2024-01-16 07:14:59

by Kefeng Wang

[permalink] [raw]
Subject: [PATCH] mm: memory: move mem_cgroup_charge() into alloc_anon_folio()

In order to allocate as much as possible of large folio, move
the mem charge into alloc_anon_folio() and try the next order
if mem_cgroup_charge() fails, also we change the GFP_KERNEL
to gfp to be consistent with PMD THP.

Signed-off-by: Kefeng Wang <[email protected]>
---
mm/memory.c | 14 +++++++-------
1 file changed, 7 insertions(+), 7 deletions(-)
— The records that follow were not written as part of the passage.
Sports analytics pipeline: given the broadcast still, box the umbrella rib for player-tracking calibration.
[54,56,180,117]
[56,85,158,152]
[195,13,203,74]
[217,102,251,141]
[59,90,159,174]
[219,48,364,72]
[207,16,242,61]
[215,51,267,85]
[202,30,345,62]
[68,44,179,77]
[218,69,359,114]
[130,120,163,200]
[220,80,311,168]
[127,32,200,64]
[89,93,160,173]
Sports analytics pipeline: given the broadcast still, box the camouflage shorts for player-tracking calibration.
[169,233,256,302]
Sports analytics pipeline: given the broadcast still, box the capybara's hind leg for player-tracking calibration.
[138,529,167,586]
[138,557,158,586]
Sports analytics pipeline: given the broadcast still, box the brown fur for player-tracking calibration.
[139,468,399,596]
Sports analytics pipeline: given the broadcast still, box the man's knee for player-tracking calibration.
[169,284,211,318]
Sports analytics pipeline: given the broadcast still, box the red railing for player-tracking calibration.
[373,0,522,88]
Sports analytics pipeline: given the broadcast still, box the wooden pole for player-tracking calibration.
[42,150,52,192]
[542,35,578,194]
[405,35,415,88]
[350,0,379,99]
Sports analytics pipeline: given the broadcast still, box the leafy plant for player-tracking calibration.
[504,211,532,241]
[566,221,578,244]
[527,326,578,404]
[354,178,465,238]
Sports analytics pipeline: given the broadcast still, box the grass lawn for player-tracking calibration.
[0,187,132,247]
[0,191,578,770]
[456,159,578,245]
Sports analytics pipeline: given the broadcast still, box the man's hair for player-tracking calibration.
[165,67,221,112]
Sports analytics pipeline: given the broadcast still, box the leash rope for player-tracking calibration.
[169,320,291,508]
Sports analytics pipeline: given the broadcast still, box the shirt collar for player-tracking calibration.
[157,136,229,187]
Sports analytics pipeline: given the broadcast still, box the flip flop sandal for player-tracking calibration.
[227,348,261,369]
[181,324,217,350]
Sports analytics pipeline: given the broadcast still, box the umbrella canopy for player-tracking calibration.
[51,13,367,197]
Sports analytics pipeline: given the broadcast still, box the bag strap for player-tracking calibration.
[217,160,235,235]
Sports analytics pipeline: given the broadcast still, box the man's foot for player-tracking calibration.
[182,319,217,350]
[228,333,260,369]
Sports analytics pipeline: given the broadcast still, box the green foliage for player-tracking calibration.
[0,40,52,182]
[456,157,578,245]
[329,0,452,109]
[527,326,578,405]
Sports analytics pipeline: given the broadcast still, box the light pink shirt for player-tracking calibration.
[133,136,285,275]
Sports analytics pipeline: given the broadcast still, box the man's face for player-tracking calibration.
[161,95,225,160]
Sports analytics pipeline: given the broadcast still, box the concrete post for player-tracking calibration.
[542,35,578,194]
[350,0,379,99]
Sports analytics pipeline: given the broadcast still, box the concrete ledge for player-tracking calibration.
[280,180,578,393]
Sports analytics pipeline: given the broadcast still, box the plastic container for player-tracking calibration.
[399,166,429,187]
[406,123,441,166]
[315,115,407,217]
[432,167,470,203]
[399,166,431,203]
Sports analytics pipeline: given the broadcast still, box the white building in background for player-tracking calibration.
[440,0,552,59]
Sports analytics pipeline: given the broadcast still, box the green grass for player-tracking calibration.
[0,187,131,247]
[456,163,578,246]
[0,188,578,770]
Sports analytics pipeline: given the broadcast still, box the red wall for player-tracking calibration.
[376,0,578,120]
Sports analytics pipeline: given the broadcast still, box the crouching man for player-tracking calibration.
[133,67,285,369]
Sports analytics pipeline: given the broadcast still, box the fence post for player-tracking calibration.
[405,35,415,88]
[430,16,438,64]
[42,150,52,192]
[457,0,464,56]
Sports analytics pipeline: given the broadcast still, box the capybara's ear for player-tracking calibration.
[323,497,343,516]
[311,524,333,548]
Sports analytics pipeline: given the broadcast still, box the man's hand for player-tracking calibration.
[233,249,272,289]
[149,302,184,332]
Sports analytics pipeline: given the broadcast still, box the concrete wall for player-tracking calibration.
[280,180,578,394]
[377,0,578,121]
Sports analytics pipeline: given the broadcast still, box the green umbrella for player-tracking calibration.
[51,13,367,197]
diff --git a/mm/memory.c b/mm/memory.c
index 5e88d5379127..2e31a407e6f9 100644
--- a/mm/memory.c
+++ b/mm/memory.c
@@ -4206,15 +4206,21 @@ static struct folio *alloc_anon_folio(struct vm_fault *vmf)
addr = ALIGN_DOWN(vmf->address, PAGE_SIZE << order);
folio = vma_alloc_folio(gfp, order, vma, addr, true);
if (folio) {
+ if (mem_cgroup_charge(folio, vma->vm_mm, gfp)) {
+ folio_put(folio);
+ goto next;
+ }
+ folio_throttle_swaprate(folio, gfp);
clear_huge_page(&folio->page, vmf->address, 1 << order);
return folio;
}
+next:
order = next_order(&orders, order);
}

fallback:
#endif
- return vma_alloc_zeroed_movable_folio(vmf->vma, vmf->address);
+ return folio_prealloc(vma->vm_mm, vma, vmf->address, true);
}

/*
@@ -4281,10 +4287,6 @@ static vm_fault_t do_anonymous_page(struct vm_fault *vmf)
nr_pages = folio_nr_pages(folio);
addr = ALIGN_DOWN(vmf->address, nr_pages * PAGE_SIZE);

- if (mem_cgroup_charge(folio, vma->vm_mm, GFP_KERNEL))
- goto oom_free_page;
- folio_throttle_swaprate(folio, GFP_KERNEL);
-
/*
* The memory barrier inside __folio_mark_uptodate makes sure that
* preceding stores to the page contents become visible before
@@ -4338,8 +4340,6 @@ static vm_fault_t do_anonymous_page(struct vm_fault *vmf)
release:
folio_put(folio);
goto unlock;
-oom_free_page:
- folio_put(folio);
oom:
return VM_FAULT_OOM;
}
--
2.27.0



2024-01-16 14:36:10

by Ryan Roberts

[permalink] [raw]
Subject: Re: [PATCH] mm: memory: move mem_cgroup_charge() into alloc_anon_folio()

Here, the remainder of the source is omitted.